TCMB, fiyat istikrarı temel amacı doğrultusunda elindeki tüm araçları kararlılıkla kullanmaya devam edecektir. Enflasyonda kalıcı düşüşe işaret eden güçlü göstergeler oluşana ve orta vadeli yüzde 5 hedefine ulaşıncaya kadar politika faizi, güçlü dezenflasyonist etkiyi muhafaza edecek şekilde, enflasyonun üzerinde bir düzeyde oluşturulmaya devam edilecektir.
*Enflasyonun görünümüne göre faizlerde değişikliğe gidileceği belirtiliyor.
Fiyatlar genel düzeyinde sağlanacak istikrar, ülke risk primlerindeki düşüş, ters para ikâmesinin başlaması, döviz rezervlerinin artış eğilimine girmesi ve finansman maliyetlerinin kalıcı olarak gerilemesi yoluyla makroekonomik istikrarı ve finansal istikrarı olumlu etkileyecektir. Böylelikle, yatırım, üretim ve istihdam artışının sağlıklı ve sürdürülebilir bir şekilde devamı için uygun zemin oluşacaktır.

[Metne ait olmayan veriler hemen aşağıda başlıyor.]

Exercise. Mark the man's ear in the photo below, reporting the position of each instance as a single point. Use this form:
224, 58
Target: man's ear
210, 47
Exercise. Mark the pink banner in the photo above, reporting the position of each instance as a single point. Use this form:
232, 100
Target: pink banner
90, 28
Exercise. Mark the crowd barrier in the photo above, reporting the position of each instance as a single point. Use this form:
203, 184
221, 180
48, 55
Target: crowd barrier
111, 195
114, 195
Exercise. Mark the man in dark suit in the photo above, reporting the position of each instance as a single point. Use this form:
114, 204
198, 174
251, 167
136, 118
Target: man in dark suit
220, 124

Kredi piyasası ve iktisadi faaliyete ilişkin göstergelerin yanı sıra döviz kuru oynaklığı ve ithalat fiyatlarındaki gelişmeler doğrultusunda enflasyon üzerindeki talep ve maliyet yönlü etkiler önemini korumaktadır. Yurt içi talep, uluslararası fiyatlar ve küresel risk iştahına ilişkin görünüm, ödemeler dengesine yönelik dış finansman ihtiyacı kaynaklı riskleri canlı tutmaktadır. Kurul, para politikasında fiyat istikrarı hedefi doğrultusunda finansal istikrara yönelik riskleri de gözeten bir yaklaşım sergilemeyi sürdürecektir.

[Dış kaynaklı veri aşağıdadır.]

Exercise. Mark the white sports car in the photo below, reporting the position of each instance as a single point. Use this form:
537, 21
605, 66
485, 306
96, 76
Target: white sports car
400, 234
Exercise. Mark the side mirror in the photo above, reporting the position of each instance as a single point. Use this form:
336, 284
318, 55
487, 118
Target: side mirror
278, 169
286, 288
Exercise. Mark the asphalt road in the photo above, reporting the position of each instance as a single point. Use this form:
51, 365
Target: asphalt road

*Döviz kurundaki artışın enflasyon dışında sektörler üzerinde yarattığı risklere dikkat çekildi. Ayrıca yabancı sermayenin azalmasının finansman açığını da artıracağına vurgu yapıldı.
Bu PPK toplantı, Kasım-Mart dönemindeki şahin ifadeleri barındırmıyor, ancak faizin, enflasyon ve diğer göstergelerdeki duruma göre değiştirileceğinin belirtilmesi önemli, çünkü bu doğrultuda enflasyon ana göstergesine bağlı olarak faizin bir süre daha yüksek kalması gerektiği sonucu ortaya çıkıyor ve enflasyon üzerinde faiz politikası da bunu destekliyor. Elbette bu söylem ve ifadelerin kararlılıkla uygulanıp uygulanmayacağı en merak edilen konu olmaya devam ediyor.